| korchasa@*ops

Matthew Prince (Cloudflare CEO) published a post‑mortem (https://blog.cloudflare.com/cloudflare-incident-november-18-2025/) about yesterday’s outage.

On November 18, 2025, Cloudflare suffered a major outage due to an accidental increase of the Bot Management feature file, triggered by a ClickHouse permissions change. This caused 5xx errors and authentication issues. Primary recovery completed by 14:30 UTC, full recovery by 17:06 UTC. This was not an attack.
- Cause: a ClickHouse permission change led to duplicate columns in a query; the ML feature file for the bot model suddenly grew past the limit (200). As a result the FL2 proxy crashed with 5xx, and the legacy FL proxy assigned a bot score of 0 to all requests.
- Not a cyberattack: the status page was unavailable, which was initially misleading.

Timeline (UTC):
- 11:05: DB access change applied.
- 11:28: outage starts; first 5xx.
- 11:32–13:05: investigation; attempts to stabilize Workers KV.
- 13:05: workarounds for Workers KV and Access (roll back to the previous proxy); impact reduced.
- 14:24: stopped generating/distributing the bad file; validated the old version.
- 14:30: deployed the correct file globally; primary recovery.
- 17:06: all services restored.

Next steps:
- Treat internal configuration files as user input and validate accordingly.
- Add global kill-switches for features.
- Protect resources from overload due to dumps/error reports.
- Revisit fault tolerance across all core proxy modules.
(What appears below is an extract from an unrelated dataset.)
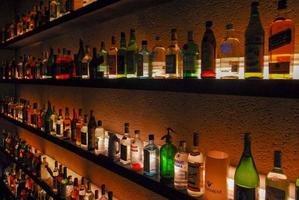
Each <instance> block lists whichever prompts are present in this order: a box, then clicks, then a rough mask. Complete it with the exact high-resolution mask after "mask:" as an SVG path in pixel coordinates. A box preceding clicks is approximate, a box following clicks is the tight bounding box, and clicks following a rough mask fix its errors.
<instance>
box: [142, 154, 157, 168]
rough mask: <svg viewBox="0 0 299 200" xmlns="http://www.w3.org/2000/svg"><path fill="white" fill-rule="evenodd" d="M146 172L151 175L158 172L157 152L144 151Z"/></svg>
mask: <svg viewBox="0 0 299 200" xmlns="http://www.w3.org/2000/svg"><path fill="white" fill-rule="evenodd" d="M143 170H144V171H145V172H148V173H151V172H156V170H157V158H156V151H155V150H153V151H150V150H144V169H143Z"/></svg>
The most important part of this incident is how long it took to fix. The fix itself took 6 minutes, but it took 3 hours to realize it wasn’t a DDoS but a configuration mistake. And “process” is exactly what’s missing from the post‑mortem.

Was there a way to confirm/deny an attack with partners? Were all hypotheses about the cause generated? Were they explored by other people in parallel with the main investigation?